There are several reasons why cold weather is particularly challenging for those who suffer from asthma.
“The biggest one that comes to mind is infection rates,” says Dr. Canfield.
Certain viruses, including the flu, and illnesses such as upper respiratory infections are more frequent in winter. We tend to spend more time indoors, which means we’re in close contact with others who may expose us to these contagions, thus potentially worsening asthma’s bronchial symptoms.
A host of allergens poses another threat when we hunker down inside and keep the windows closed. Seemingly innocuous things like pet dander and house dust to more problematic issues like mold can worsen or trigger asthma symptoms. Airways of the lungs can become inflamed and swollen, and asthma sufferers may experience increased coughing and wheezing.
“Getting allergy tested and getting the advice of an allergist is helpful,” says Dr. Canfield. “It’s important for people to know if they have allergic triggers to their asthma and how to avoid those.”

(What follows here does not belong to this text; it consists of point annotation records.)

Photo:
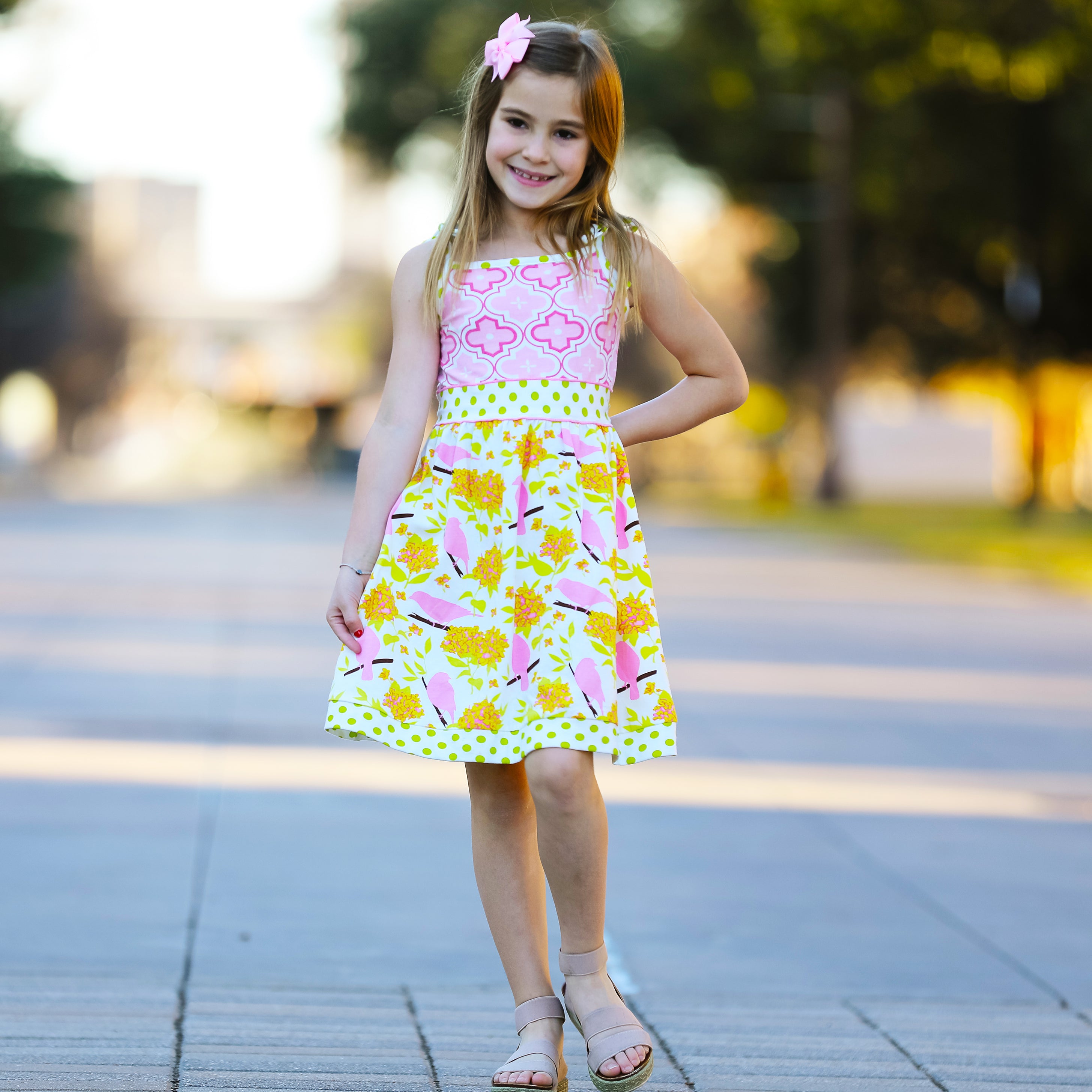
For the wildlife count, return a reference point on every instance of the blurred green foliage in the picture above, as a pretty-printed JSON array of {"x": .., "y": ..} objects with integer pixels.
[
  {"x": 971, "y": 150},
  {"x": 34, "y": 244},
  {"x": 1051, "y": 545}
]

There are specific things you can do around the house to limit your exposure, such as using allergen-proof bedding and covers, avoiding excessive humidifying, and ensuring proper ventilation in your home.
Threats don’t solely exist indoors, however.
“Cold air is typically an irritant in the airways. The other aspect of winter is that it’s very dry, and low humidity can also act as an irritant,” Dr. Canfield explains. “The dual factor of cold and dry [air] tends to promote having tight airways and having trouble breathing.”
Breathing cold air through your mouth rather than through your nose can pose a risk. So can rapid, heavy breathing, such as when you exert yourself while exercising or shoveling snow. Your airways cool quickly, potentially resulting in irritation and bronchospasm (tightening of the airways).